What’s the first thing you remember? Do you wonder, Why do I remember that event, out of all the possible events in my early life?
In my first memory, I am in a strange bedroom with sleek, blonde furniture instead of the familiar, warm cherry bedroom set my parents own. I am standing on a chair looking out a picture window into a dark night sky. My mother is behind me, one palm warm against my back, her other hand set firmly on my hip so that I won’t fall. The sky suddenly explodes in bursts of color, like giant dandelions made of light, accompanied by deep popping noises in the distance. I begin jumping up and down on my chair, pointing, but my mother steadies me and I settle down, watching the dance of lights in a state of awe.
That’s it in its entirety. I don’t know how old I was, though I can guess, and I don’t where we were, though I can guess at that too. I have only this moment of vivid clarity framed by vague images and sounds. And yet, I also remember feeling safe and secure, not frightened, by the experience. That moment was the first time I remember feeling awe and wonder. In fact, it was such a profound moment for my little child self, that it has remained with me for over fifty years.

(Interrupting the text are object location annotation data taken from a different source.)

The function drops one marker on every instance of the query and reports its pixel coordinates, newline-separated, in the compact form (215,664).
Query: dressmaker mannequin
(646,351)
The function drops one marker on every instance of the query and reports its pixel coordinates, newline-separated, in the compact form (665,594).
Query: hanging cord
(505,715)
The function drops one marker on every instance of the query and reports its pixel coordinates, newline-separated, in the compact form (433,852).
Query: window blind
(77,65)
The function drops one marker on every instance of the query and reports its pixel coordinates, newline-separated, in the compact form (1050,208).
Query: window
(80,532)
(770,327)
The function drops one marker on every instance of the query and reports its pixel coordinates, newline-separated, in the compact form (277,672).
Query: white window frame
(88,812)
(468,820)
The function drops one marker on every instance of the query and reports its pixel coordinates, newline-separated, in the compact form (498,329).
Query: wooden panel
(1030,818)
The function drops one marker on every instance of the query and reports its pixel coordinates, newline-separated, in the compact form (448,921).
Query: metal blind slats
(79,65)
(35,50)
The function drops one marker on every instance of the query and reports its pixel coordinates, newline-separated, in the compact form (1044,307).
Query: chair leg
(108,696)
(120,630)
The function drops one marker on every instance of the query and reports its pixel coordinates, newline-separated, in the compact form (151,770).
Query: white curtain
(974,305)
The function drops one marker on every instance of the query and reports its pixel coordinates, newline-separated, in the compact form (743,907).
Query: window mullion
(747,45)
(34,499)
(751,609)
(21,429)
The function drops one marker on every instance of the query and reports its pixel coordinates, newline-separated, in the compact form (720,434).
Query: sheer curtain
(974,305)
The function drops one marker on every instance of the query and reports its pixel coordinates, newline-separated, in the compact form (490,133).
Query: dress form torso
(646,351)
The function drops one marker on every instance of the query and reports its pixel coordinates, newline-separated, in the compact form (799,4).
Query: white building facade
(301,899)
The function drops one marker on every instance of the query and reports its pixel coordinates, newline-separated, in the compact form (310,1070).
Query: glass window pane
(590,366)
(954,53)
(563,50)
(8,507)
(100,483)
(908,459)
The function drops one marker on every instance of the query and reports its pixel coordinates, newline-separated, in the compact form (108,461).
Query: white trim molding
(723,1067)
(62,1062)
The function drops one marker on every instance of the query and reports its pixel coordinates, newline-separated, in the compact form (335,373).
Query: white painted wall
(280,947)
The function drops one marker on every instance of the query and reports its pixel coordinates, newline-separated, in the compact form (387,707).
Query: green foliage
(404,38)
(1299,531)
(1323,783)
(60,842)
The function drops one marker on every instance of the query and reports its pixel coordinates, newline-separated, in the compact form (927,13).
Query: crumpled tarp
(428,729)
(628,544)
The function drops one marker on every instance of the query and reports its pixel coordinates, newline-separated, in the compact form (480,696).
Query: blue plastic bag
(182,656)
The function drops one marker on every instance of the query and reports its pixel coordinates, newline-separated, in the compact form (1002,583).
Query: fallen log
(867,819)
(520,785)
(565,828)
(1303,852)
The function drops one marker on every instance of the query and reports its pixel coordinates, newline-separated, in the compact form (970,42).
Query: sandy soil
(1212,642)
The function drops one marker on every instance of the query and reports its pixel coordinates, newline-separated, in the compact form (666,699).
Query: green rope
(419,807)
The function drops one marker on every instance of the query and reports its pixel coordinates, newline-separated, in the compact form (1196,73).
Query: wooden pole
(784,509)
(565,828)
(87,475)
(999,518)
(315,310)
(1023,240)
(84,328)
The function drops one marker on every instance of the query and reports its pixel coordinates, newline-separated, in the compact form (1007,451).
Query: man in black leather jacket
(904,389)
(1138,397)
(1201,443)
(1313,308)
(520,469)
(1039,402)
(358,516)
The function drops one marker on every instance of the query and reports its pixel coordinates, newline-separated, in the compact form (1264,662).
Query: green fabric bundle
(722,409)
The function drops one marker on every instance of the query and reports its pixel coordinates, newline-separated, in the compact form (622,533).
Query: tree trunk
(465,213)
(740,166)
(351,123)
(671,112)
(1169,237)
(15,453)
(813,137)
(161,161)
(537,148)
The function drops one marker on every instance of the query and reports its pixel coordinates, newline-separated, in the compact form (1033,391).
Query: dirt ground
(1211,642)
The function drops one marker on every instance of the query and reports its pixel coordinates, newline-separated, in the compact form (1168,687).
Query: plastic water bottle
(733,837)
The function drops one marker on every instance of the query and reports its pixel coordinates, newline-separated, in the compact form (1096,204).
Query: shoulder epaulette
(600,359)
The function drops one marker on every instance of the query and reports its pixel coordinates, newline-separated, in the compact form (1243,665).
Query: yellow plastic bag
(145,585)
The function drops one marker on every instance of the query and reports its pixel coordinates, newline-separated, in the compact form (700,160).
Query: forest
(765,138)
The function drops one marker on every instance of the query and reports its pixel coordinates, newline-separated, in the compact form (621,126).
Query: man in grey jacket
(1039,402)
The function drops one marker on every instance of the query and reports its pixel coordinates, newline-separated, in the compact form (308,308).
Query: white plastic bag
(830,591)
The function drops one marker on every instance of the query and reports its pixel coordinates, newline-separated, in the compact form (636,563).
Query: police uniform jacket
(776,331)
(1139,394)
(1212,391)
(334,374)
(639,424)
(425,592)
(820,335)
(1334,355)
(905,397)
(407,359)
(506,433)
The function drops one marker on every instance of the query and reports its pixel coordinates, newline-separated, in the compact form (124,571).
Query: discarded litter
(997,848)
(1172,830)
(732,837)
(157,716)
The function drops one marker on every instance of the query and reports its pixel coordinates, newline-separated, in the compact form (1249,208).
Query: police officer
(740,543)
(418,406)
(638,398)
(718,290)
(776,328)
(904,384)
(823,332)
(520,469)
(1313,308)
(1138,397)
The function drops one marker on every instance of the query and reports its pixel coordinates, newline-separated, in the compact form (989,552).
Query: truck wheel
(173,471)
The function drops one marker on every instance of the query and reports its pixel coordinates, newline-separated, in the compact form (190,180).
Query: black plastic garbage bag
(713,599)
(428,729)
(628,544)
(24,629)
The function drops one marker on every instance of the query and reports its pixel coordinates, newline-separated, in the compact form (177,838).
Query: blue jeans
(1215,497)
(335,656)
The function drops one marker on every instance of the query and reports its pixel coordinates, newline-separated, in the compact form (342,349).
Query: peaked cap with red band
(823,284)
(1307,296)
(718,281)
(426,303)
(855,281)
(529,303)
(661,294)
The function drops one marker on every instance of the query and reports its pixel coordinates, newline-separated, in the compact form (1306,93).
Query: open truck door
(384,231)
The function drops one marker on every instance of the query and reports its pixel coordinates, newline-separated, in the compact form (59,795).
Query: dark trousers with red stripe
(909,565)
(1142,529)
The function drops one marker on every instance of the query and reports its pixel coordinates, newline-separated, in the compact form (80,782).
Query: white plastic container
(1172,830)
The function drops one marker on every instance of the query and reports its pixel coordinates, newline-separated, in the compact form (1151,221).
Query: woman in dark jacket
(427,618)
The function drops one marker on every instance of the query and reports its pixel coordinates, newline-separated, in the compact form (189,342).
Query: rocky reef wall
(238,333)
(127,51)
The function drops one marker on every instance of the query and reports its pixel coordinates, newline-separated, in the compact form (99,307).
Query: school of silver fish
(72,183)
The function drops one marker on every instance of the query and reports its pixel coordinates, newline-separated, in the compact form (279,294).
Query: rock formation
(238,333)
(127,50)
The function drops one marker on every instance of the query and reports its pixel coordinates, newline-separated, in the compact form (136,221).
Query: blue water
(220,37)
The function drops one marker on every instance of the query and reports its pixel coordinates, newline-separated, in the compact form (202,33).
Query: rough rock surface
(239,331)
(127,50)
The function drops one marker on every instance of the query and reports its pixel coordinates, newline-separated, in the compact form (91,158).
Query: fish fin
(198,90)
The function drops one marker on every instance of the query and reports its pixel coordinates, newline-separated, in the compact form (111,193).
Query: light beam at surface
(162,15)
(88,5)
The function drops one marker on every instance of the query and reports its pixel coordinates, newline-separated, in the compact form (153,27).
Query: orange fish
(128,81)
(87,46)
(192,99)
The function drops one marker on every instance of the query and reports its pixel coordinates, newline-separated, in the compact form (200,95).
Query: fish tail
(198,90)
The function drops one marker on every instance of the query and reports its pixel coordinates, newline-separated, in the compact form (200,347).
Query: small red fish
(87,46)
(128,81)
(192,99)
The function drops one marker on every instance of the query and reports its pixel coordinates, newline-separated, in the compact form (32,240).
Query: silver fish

Why do some memories stay with us while others disappear in the sea foam of the past?
I believe that our memories—both positive and negative—are important, because they are associated with emotion and with profound moments of learning. And those moments embed themselves in our minds using emotion and sensory details. Uncovering and delving into memories, particularly those fragile, first ones can be enlightening. It can also be an important part of understanding how you formed your story of life—that is the story you tell yourself and others about your life, including where you’re from and who you’ve become.
This week’s journal writing prompts are designed to help you reveal more about these fragmented and elusive early memories:
- What is your earliest memory? Write a quick descriptive sketch of the event, describing everything you can remember, including who was with you, what happened, your feelings, responses of others, and any sensory details, such as shapes, colors, sounds, scents, and touch.
- What do you not know about this event? (Age, circumstances, place, etc.) Make some educated guesses that might fill in the blanks. Then list some possible ways to research the facts. For example, if older family members were present, you could ask them what they remember. Or family albums might reveal some of the facts.
- Why do you think you remember this particular event? In what ways did that experience affect your life or, more accurately, your perceptions of life?
- If you were to write your life story, would you include this memory? Why or why not?
- Close your eyes and, thinking back to that moment, try to expand your memory’s sensory awareness. What else was in the room or place? Were there other sounds or smells? What was happening in the periphery of the event? Open your eyes and write everything down, however “sketchy” it seems to be.
- Perform word association exercises with the emotions you associated with your memory. Using my first memory as an example, I would use the words awe, wonder, safety, and excitement.
- What is your second earliest memory? Repeat prompt #1 with this memory and then freewrite about how the two memories are related to one another.